ECLI:NL:TADRAMS:2019:147 Raad van Discipline Amsterdam 19-069/A/A

ECLI: ECLI:NL:TADRAMS:2019:147
Datum uitspraak: 15-07-2019
Datum publicatie: 18-07-2019
Zaaknummer(s): 19-069/A/A
Onderwerp: Wat een behoorlijk advocaat betaamt t.o. de wederpartij, subonderwerp: Vrijheid van handelen
Beslissingen:
Inhoudsindicatie: Klacht over schending Gedragsregel 21 lid 3 ongegrond. De cliënte van verweerder was geen formele procespartij in de procedure bij de kantonrechter. Reeds gelet hierop kan van schending van Gedragsregel 21 lid 3 geen sprake zijn. Voor zover de cliënte van verweerder wel zou moeten worden aangemerkt als wederpartij van klagers dan is er nog geen sprake van schending van de gedragsregel.

Beslissing van de Raad van Discipline in het ressort Amsterdam

van 15 juli 2019

in de zaak 19-069/A/A

naar aanleiding van de klacht van:

klagers

over:

verweerder

1 VERLOOP VAN DE PROCEDURE

1.1 Op 14 september 2018, aangevuld bij brief van 17 september 2018, hebben klagers bij de deken van de Orde van Advocaten in het arrondissement Amsterdam (hierna: de deken) een klacht ingediend over verweerder.

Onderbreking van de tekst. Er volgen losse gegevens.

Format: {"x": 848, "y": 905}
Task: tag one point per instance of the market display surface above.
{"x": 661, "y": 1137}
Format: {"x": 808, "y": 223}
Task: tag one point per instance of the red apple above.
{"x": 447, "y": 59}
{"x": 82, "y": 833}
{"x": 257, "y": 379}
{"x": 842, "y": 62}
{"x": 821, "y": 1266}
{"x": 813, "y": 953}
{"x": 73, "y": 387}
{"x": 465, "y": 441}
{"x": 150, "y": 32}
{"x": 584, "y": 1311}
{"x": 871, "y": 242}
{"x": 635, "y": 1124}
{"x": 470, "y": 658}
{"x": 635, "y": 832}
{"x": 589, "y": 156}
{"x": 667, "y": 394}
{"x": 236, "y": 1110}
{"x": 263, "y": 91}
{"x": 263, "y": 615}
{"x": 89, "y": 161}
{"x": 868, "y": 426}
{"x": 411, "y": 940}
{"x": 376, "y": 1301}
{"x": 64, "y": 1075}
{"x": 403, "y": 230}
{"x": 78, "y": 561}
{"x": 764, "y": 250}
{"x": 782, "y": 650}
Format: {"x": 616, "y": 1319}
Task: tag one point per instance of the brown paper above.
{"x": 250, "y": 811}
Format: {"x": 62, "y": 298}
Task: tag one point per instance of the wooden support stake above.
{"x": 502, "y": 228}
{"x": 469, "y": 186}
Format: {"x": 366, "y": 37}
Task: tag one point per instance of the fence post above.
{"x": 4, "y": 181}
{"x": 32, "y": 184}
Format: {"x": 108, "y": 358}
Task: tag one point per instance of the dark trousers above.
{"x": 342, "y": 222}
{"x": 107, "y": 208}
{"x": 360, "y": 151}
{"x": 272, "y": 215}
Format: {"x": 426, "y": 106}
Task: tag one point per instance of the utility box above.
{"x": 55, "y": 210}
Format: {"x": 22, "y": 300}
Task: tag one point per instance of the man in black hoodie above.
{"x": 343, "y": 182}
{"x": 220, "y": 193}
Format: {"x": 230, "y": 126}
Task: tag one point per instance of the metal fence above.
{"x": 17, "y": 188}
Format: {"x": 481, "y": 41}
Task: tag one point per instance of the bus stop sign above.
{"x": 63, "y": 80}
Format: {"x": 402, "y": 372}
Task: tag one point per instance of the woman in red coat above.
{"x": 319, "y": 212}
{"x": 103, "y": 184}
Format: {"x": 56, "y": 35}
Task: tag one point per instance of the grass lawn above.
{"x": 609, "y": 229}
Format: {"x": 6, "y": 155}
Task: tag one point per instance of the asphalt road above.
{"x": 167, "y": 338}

1.2 Bij brief aan de raad van 31 januari 2019 met kenmerk 4018-700170, door de raad ontvangen op 4 februari 2019, heeft de deken de klacht ter kennis van de raad gebracht.

1.3 De klacht is behandeld ter zitting van de raad van 24 juni 2019 in aanwezigheid van klager 1 en verweerder. Van de behandeling is proces-verbaal opgemaakt.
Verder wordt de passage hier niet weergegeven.